Sunday, January 17, 2010
letting myself like it here
Yesterday I talked with my friend Nira, who is still in Colombia for her third year and is planning to stay a fourth. I admitted feeling jealous of the teachers at Bolivar who stayed for longer than their initial two year contract. I spent the first couple of months here very sad that we weren't there. I missed our friends, walking up the hill to La Carulla, the birds that began calling at four in the morning, the product ladies at La14 dressed like Energizer batteries and Italian chefs; I missed our nanny, Patricia, and our school secretary, Marlene; I missed and missed and missed.
All of that missing makes it difficult to warm up to a new place. Last night I got off the phone with Nira and cried. "I think we made a mistake," I said to Justin, "a third year would have been so good for us." I don't know what would have happened with that third year. I really don't. We would have been broke. I might have improved my Spanish. We would have taken a few more trips around Colombia, perhaps made it to Cartegena or back to Tyrona on the coast. I would have gone trail running at least a few times, with Justin biking along. Claire might have latched on to a few Spanish words.
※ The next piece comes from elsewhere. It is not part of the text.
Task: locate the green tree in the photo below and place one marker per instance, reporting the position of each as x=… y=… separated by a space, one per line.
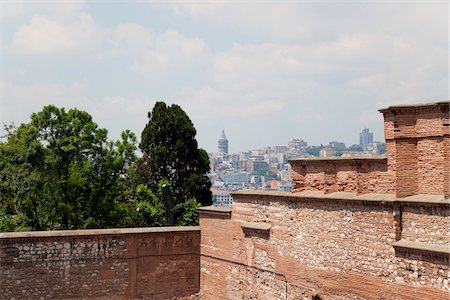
x=60 y=172
x=170 y=152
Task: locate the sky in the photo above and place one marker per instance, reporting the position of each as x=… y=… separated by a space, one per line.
x=264 y=71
Perhaps I would have done the Medellin half marathon again.
Justin assured me, "We made an okay decision." Okay!? Okay!? "A good decision," he said, mustering conviction.
Here's what I think: I think I'm afraid to like Kuwait. It's a dump. At least where we are, it is. Sand and trash. There isn't anything shiney and new or glamorous about Kuwait except for its malls. So if I say I like this place, what does that say about me?
Last week, Justin, Claire and I were out for a walk down to the littered beach, along the shore, and back. Near our apartment building, two other teachers on their way home pulled up beside us and stopped. "If you have a camera, I'll take your picture," Monica said. Before us was a line of palms, the setting sun. And all I'd been noticing until then was the trash underfoot. Perhaps I need to look up more.
And perhaps I need to give myself over to living here in Kuwait. Knowing that leaving after two years is emotionally and logistically difficult, we're staying for three or four, maybe five. There are people here that stay for six or seven years. One woman I know says that she and her husband are "lifers." I don't think we are lifers here in Kuwait, but I do think that I need to be done feeling sad about leaving Colombia and I need to let myself like living here in Kuwait.